Many economists said yesterday that they expect Fed policymakers to leave rates unchanged at their next meeting, Dec. 11.

The move came a few hours after the Commerce Department reported that the economy grew faster than expected in the third quarter, with gross domestic product (GDP) climbing at a 3.9 percent annual pace. For most of the three months that ended Sept. 30, the impact of the late summer crisis in housing and credit markets had not had time to affect financial decisions.

The increase in GDP, a broad measure of the value of goods and services produced within U.S. borders, was driven by a 16.2 percent rise in exports and 3 percent gains in consumer spending. Those were enough to make up for a steep, 20.1 percent drop in investment in housing.

The big question ahead -- and a major worry that led the Fed to cut rates -- is whether consumers will keep spending money readily as the housing market gets worse.

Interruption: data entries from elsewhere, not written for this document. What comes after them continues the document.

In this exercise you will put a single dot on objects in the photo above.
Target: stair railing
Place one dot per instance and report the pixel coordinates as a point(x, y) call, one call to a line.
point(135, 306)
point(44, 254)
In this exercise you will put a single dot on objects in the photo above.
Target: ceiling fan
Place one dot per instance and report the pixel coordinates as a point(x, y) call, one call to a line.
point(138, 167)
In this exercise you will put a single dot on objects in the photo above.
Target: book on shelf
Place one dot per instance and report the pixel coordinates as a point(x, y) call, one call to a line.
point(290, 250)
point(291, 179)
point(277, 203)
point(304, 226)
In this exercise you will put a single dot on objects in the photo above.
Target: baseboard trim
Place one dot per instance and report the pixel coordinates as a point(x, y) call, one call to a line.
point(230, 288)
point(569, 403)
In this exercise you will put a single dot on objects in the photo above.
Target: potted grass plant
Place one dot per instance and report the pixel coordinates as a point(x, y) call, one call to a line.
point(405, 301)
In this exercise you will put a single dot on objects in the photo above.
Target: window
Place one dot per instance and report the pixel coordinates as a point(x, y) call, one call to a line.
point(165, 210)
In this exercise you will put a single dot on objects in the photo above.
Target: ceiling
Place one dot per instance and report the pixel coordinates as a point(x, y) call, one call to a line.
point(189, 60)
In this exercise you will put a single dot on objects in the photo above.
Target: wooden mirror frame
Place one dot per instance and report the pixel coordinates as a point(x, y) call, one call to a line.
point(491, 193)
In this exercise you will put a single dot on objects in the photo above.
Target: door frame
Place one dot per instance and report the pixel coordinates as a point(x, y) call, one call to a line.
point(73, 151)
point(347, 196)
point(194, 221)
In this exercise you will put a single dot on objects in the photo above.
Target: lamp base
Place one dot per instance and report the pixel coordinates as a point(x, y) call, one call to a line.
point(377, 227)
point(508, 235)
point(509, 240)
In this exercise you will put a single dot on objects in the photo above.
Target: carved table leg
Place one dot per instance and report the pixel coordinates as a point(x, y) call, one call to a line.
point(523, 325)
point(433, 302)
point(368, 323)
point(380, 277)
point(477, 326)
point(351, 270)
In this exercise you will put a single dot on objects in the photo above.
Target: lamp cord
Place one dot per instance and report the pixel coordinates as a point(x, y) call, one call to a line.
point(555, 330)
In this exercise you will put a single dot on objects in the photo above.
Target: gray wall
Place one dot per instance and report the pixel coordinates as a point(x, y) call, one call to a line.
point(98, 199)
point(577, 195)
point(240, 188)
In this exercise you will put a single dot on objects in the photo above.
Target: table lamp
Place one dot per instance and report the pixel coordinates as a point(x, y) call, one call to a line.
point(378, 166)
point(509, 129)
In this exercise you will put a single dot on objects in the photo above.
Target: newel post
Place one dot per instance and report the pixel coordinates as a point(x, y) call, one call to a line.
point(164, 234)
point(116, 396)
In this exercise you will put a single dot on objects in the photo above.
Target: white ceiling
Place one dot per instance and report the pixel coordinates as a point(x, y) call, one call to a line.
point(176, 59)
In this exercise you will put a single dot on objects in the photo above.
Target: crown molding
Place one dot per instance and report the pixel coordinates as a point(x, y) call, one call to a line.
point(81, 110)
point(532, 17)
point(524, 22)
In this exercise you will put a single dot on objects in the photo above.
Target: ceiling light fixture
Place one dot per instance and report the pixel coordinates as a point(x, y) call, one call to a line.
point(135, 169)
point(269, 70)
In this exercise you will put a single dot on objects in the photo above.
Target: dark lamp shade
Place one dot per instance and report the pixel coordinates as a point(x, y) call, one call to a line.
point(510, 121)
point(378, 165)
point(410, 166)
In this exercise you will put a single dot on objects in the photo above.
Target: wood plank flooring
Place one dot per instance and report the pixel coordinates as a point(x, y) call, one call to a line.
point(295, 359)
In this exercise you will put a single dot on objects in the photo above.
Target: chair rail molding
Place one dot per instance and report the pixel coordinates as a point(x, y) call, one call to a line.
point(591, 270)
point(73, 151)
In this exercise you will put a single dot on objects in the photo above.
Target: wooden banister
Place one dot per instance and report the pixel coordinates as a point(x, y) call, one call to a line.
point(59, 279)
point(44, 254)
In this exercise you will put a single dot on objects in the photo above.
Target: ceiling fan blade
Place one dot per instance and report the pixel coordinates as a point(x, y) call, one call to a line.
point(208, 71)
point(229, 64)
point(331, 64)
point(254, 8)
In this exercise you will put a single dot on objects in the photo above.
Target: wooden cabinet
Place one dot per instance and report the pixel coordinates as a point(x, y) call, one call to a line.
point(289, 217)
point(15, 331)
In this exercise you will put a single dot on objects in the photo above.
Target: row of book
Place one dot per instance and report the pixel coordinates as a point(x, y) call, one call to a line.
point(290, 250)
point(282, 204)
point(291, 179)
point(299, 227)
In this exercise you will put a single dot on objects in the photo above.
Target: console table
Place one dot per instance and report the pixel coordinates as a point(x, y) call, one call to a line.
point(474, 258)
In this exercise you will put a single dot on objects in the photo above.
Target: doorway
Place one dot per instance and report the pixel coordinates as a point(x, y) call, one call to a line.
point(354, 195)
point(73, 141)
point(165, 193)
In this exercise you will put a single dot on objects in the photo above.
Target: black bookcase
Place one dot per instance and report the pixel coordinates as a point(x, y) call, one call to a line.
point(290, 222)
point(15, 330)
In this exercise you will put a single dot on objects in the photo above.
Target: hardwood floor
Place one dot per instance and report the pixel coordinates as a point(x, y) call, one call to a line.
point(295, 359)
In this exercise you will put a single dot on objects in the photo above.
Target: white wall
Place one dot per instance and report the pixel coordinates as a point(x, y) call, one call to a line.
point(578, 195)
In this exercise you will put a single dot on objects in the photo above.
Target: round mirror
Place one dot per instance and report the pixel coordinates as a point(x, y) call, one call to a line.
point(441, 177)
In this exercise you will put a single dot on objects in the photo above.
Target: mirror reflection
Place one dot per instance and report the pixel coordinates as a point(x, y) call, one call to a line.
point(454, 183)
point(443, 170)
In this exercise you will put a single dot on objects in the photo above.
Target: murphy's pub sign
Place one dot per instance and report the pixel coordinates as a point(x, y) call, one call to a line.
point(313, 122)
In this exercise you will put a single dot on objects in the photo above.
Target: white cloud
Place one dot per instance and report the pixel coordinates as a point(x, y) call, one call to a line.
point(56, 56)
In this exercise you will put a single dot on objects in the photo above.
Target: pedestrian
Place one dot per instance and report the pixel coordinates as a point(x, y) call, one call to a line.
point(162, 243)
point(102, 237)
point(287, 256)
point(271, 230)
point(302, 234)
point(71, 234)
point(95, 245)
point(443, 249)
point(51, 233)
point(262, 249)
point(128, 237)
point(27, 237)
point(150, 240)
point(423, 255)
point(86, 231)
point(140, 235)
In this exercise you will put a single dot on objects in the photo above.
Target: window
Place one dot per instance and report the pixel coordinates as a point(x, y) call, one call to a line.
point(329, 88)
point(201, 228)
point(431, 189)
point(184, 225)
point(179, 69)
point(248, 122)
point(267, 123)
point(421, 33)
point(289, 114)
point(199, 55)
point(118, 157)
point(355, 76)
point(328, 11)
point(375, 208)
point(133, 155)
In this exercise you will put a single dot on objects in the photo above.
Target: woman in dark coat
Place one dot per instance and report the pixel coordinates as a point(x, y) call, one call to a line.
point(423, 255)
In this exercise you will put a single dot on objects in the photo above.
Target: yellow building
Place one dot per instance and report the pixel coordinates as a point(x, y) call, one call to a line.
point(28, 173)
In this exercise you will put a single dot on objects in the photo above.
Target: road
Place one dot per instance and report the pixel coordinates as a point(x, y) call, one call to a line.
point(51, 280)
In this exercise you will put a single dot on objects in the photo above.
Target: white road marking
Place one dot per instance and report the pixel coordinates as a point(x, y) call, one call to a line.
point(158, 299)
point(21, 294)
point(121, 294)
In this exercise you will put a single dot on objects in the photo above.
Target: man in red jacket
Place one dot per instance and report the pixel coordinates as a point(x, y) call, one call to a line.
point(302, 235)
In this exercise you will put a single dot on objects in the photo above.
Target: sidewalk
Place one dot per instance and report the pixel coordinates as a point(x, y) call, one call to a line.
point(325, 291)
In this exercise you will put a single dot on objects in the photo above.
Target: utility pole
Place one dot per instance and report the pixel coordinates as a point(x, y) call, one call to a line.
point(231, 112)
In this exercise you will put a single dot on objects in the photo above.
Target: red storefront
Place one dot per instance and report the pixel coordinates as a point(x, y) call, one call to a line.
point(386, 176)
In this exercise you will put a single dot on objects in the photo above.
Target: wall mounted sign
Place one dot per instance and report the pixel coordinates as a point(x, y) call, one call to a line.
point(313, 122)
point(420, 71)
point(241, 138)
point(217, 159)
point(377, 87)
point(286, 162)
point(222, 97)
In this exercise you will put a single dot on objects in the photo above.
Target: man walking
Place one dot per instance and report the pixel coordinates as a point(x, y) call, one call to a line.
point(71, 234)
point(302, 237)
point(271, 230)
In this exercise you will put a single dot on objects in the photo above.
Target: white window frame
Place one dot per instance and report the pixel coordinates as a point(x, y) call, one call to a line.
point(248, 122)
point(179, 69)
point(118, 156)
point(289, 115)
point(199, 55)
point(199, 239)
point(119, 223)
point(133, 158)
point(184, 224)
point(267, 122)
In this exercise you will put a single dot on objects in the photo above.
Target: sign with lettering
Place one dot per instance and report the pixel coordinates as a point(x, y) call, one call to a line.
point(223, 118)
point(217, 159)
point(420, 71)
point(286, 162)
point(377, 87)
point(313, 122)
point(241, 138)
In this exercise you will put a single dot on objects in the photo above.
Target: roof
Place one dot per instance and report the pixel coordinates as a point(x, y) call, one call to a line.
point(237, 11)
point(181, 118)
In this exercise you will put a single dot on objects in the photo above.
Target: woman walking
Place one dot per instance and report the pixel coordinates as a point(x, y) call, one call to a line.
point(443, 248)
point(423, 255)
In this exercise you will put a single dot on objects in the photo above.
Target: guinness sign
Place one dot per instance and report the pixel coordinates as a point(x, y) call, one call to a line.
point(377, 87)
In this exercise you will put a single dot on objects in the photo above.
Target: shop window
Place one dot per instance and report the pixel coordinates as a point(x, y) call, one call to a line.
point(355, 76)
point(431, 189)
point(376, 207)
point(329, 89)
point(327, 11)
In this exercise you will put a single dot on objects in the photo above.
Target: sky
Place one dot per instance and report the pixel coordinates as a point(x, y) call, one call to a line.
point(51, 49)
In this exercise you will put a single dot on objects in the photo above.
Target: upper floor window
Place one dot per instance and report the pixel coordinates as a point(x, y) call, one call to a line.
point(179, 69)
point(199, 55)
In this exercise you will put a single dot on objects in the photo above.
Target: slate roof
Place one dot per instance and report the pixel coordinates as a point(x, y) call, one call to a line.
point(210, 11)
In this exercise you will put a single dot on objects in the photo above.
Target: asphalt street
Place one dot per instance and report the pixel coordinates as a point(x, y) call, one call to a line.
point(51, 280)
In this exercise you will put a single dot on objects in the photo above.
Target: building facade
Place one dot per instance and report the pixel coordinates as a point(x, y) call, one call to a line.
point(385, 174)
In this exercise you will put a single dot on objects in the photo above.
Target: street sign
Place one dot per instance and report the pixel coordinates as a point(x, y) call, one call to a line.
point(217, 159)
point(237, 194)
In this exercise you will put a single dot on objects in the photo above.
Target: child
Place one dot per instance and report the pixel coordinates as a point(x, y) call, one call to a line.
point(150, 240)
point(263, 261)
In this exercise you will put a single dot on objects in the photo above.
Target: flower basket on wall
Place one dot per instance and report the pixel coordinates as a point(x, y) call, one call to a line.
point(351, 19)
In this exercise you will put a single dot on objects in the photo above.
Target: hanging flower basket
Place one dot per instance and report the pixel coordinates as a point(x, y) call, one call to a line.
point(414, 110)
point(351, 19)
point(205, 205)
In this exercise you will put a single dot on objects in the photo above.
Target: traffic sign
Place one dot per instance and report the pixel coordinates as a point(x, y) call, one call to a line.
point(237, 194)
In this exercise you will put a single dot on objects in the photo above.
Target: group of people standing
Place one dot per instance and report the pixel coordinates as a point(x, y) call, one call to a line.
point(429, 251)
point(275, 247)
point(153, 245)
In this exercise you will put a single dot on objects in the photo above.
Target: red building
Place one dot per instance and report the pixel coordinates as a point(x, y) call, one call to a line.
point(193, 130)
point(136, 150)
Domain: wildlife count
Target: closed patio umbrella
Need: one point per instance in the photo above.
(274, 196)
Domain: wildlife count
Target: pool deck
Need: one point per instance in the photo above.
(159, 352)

"Housing has been going down dramatically, but the rest of the economy has been holding up remarkably well," said Nigel Gault, a U.S. economist with consulting firm Global Insight. "The worry is that while things have been very good, we haven't yet seen what the fallout is going to be from the dramatic tightening in financial conditions."

Unlike the unanimity displayed at recent Fed meetings, yesterday there was dissent. Thomas M. Hoenig, president of the Federal Reserve Bank of Kansas City, voted to leave the federal funds rate unchanged, alone among the committee's 10 voting members. The statement, as is custom, did not elaborate on Hoenig's rationale.

Investors will be looking for more evidence the economy is weathering recent turmoil, which began in the market for low-credit quality mortgage loans and has spread broadly, when the Labor Department reports on October labor market conditions tomorrow.

In a preview of that release, payroll processing firm ADP said that overall national private payrolls appear to have risen by a healthy 106,000 jobs last month.